When we think of Florida, we think of beaches, sunshine and tropical weather. We think of palm trees, oranges, the everglades, and coastline along that ocean peninsula. Yet Florida is so much more and filled with the American legacy.

When we think of the War Between the States, one must recognize the contribution of all during that tragic time.

Each state provided soldiers and might to the causes of the blue or gray. The state of Florida has a glorious history that must be preserved. Ranging from the northern region of the Pan Handle to the most southern point of Key West, Florida’s Civil War Heritage is well entrenched with history.

Florida’s population was less than one hundred forty-two thousand at the beginning of the war.

An estimated forty-five percent were slaves. Most of the people lived in urban areas such as Jacksonville, Tallahassee, Marianna, and Key West.

Though few in number, their tenacity of spirit showed when on January 10, 1861, the Succession Convention voted overwhelmingly (62-7) to leave the Union.

Over eleven thousand men from Florida joined the Confederacy. They were from all walks of life and ethnic background.

Florida was the third state to do so (South Carolina and Mississippi being the 1st and 2nd). Both sides scrambled to take over fortifications and establish bases within the state. Fort Pickens and Key West were major stronghold for Federal forces.

Later, Key West would play a pivotal role in the Anaconda Blockade, as well as capturing blockade runners.

Several battles took place on Florida’s soil inclusive of the Battle of Marianna, Fort Pickens, Olustee, and Natural Bridge. Numerous skirmishes and engagements occurred as represented by the city of Jacksonville being occupied four times during the war.
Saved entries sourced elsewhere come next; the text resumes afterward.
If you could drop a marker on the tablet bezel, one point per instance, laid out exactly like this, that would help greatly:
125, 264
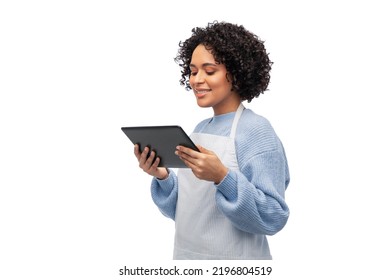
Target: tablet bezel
163, 140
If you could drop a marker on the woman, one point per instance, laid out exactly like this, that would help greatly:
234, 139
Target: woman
232, 194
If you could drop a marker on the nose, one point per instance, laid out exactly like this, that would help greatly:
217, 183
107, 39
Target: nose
199, 78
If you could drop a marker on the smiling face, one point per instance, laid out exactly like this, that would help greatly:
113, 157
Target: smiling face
209, 81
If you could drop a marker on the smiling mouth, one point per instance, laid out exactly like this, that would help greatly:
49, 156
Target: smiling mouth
202, 91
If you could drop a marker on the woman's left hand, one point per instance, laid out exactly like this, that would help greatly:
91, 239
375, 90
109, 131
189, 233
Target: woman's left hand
205, 165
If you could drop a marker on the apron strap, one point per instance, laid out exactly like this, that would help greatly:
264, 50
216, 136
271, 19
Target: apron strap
237, 116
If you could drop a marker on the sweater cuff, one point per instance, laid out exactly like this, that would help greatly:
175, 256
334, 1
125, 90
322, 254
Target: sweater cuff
228, 186
166, 184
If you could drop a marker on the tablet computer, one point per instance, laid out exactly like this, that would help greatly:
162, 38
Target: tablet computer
163, 140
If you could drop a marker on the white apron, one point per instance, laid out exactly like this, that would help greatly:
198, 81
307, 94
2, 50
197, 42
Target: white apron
202, 230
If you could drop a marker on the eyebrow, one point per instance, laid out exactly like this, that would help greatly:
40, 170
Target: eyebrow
204, 64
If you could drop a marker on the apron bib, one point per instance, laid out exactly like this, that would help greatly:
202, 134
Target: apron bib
202, 230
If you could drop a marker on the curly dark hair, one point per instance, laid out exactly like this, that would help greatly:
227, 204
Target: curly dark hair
241, 51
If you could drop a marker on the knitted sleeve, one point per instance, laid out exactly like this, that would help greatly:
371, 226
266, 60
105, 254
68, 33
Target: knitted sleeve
164, 194
252, 198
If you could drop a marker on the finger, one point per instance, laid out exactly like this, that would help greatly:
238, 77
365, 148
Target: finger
188, 151
149, 160
155, 163
143, 156
203, 150
185, 157
137, 152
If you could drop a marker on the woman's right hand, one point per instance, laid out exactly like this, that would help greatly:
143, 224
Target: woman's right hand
150, 164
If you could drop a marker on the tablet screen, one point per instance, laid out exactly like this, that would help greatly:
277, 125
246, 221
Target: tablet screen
163, 140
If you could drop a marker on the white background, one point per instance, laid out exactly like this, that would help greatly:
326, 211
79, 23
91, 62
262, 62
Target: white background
74, 204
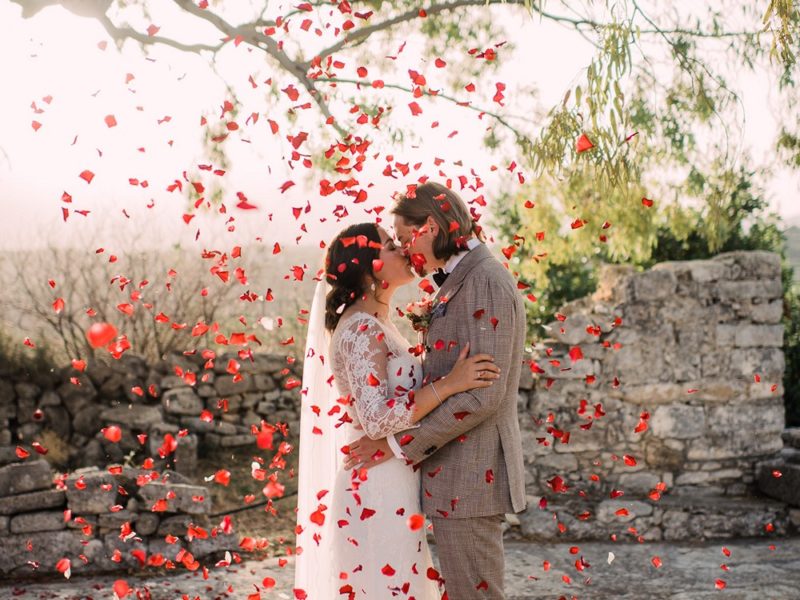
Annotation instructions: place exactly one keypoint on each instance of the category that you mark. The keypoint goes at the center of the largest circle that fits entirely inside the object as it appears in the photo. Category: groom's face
(417, 242)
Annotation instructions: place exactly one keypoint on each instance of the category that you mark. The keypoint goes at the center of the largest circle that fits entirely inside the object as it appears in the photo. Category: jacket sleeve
(493, 313)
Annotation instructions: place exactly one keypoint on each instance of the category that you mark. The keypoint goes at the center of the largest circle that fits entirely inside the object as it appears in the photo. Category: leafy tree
(648, 81)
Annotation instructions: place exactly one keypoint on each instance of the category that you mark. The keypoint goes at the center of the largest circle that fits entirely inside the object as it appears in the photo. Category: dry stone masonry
(652, 407)
(103, 514)
(653, 412)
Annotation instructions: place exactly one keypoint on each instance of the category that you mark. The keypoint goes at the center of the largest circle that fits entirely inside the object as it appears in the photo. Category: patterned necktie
(439, 277)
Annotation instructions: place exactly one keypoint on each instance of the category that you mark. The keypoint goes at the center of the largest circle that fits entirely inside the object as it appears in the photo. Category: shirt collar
(451, 263)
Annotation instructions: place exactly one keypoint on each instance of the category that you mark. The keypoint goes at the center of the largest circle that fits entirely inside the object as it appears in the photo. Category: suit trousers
(471, 557)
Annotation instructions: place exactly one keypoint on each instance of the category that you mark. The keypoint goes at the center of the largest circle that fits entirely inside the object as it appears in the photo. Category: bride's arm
(382, 411)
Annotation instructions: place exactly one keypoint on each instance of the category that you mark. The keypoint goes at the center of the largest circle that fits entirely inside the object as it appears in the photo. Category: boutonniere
(422, 312)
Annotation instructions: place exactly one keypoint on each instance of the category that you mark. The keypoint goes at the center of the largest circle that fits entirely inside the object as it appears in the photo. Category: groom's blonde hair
(447, 208)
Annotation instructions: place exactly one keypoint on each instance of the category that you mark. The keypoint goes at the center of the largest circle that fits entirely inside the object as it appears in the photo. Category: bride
(359, 532)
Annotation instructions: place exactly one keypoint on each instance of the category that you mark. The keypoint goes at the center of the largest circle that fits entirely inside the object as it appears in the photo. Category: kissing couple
(387, 436)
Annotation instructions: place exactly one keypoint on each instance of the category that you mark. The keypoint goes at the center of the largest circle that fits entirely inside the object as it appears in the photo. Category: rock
(25, 477)
(10, 505)
(785, 487)
(50, 398)
(198, 425)
(226, 386)
(47, 549)
(146, 523)
(229, 441)
(114, 520)
(639, 484)
(767, 312)
(112, 542)
(753, 264)
(85, 421)
(220, 542)
(27, 391)
(791, 437)
(183, 500)
(706, 271)
(76, 397)
(134, 416)
(759, 335)
(263, 382)
(748, 290)
(182, 401)
(654, 285)
(607, 510)
(57, 420)
(175, 525)
(186, 455)
(749, 419)
(95, 494)
(678, 421)
(52, 520)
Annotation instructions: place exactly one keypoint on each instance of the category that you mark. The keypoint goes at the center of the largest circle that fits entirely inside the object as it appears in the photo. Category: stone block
(182, 497)
(51, 520)
(25, 477)
(654, 285)
(706, 271)
(726, 334)
(220, 542)
(759, 335)
(752, 264)
(719, 447)
(134, 416)
(226, 386)
(678, 421)
(572, 331)
(607, 510)
(182, 401)
(767, 312)
(747, 419)
(91, 492)
(10, 505)
(47, 548)
(748, 290)
(785, 487)
(639, 484)
(146, 523)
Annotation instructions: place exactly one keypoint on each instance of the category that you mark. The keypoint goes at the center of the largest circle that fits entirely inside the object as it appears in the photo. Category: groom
(468, 448)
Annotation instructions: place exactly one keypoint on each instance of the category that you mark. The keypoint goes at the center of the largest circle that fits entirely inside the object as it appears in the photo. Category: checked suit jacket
(469, 448)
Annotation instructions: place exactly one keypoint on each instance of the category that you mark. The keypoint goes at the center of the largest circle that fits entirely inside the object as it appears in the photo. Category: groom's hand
(367, 453)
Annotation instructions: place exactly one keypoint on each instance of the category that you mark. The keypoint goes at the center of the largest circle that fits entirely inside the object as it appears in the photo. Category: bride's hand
(472, 372)
(367, 453)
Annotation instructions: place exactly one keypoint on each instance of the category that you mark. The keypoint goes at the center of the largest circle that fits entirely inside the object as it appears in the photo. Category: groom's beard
(418, 261)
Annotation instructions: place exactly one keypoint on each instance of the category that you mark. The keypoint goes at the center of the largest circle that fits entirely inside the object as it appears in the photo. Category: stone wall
(115, 515)
(103, 520)
(646, 415)
(652, 405)
(211, 407)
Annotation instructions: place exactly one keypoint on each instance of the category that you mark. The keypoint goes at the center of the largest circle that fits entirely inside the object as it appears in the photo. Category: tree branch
(501, 119)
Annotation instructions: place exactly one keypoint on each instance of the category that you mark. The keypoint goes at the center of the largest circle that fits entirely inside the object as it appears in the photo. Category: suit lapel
(462, 269)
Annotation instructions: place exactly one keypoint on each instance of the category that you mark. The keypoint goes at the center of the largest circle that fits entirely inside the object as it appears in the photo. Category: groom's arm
(490, 331)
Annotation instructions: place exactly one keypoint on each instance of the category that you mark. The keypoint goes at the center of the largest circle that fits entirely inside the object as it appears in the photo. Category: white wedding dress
(374, 554)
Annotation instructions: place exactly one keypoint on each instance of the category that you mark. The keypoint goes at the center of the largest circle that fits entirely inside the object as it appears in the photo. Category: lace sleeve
(365, 355)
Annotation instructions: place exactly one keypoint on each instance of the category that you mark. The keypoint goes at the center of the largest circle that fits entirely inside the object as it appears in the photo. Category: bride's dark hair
(347, 265)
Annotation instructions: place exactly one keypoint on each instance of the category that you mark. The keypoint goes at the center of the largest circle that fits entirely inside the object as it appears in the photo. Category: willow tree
(652, 109)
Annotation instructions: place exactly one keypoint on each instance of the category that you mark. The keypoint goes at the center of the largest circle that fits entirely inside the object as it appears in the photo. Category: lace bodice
(371, 363)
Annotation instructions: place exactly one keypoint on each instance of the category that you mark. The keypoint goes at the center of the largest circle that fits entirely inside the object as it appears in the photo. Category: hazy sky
(158, 103)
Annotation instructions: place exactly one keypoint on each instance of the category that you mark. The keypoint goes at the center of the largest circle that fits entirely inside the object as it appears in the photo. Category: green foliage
(791, 348)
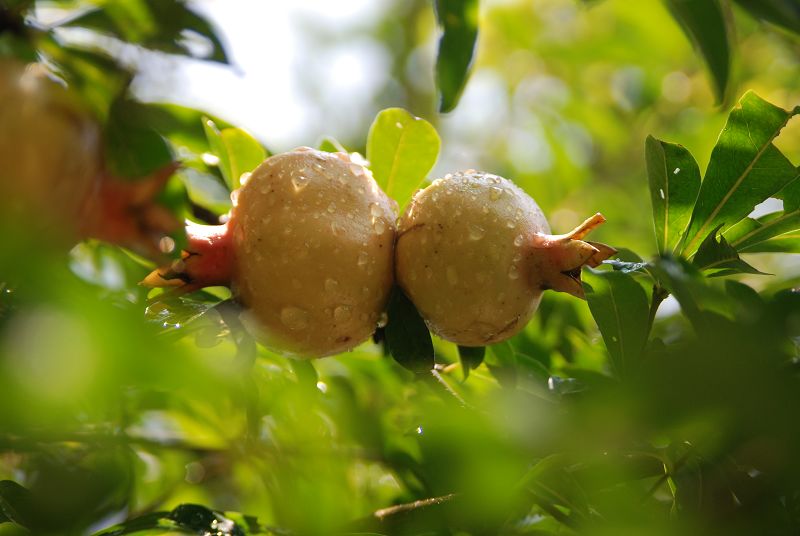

All along the coast line of the peninsula tension ruled, as sentries, scouts, ad those loyal to either blue or gray, would monitor the bays and inlets.

Florida’s history has been far too long shortchanged. Florida’s contributions have long been overlooked by historians One Northern newspaper referred to Florida as the ‘smallest tadpole in the dirty pool of succession.’

The state contributed to the war between brothers by sending soldiers on both sides, were a major producer of cattle, manufactured uniforms, the ladies sewing societies made unit flags, provided salt from the ocean and the ladies offered their services as nurses and establishing hospitals.

Those not fighting tended to the farms and plantations, while maintaining a semblance of a home. Florida units were in the heat and heart of the battles not only within the state but in Gettysburg, Chattanooga, Shiloh, Nashville, and Franklin to name only a few.

Those brave men and women of blue and gray persuasion gave so much for what they believed. Their stories and legacy must be preserved for the rising generation.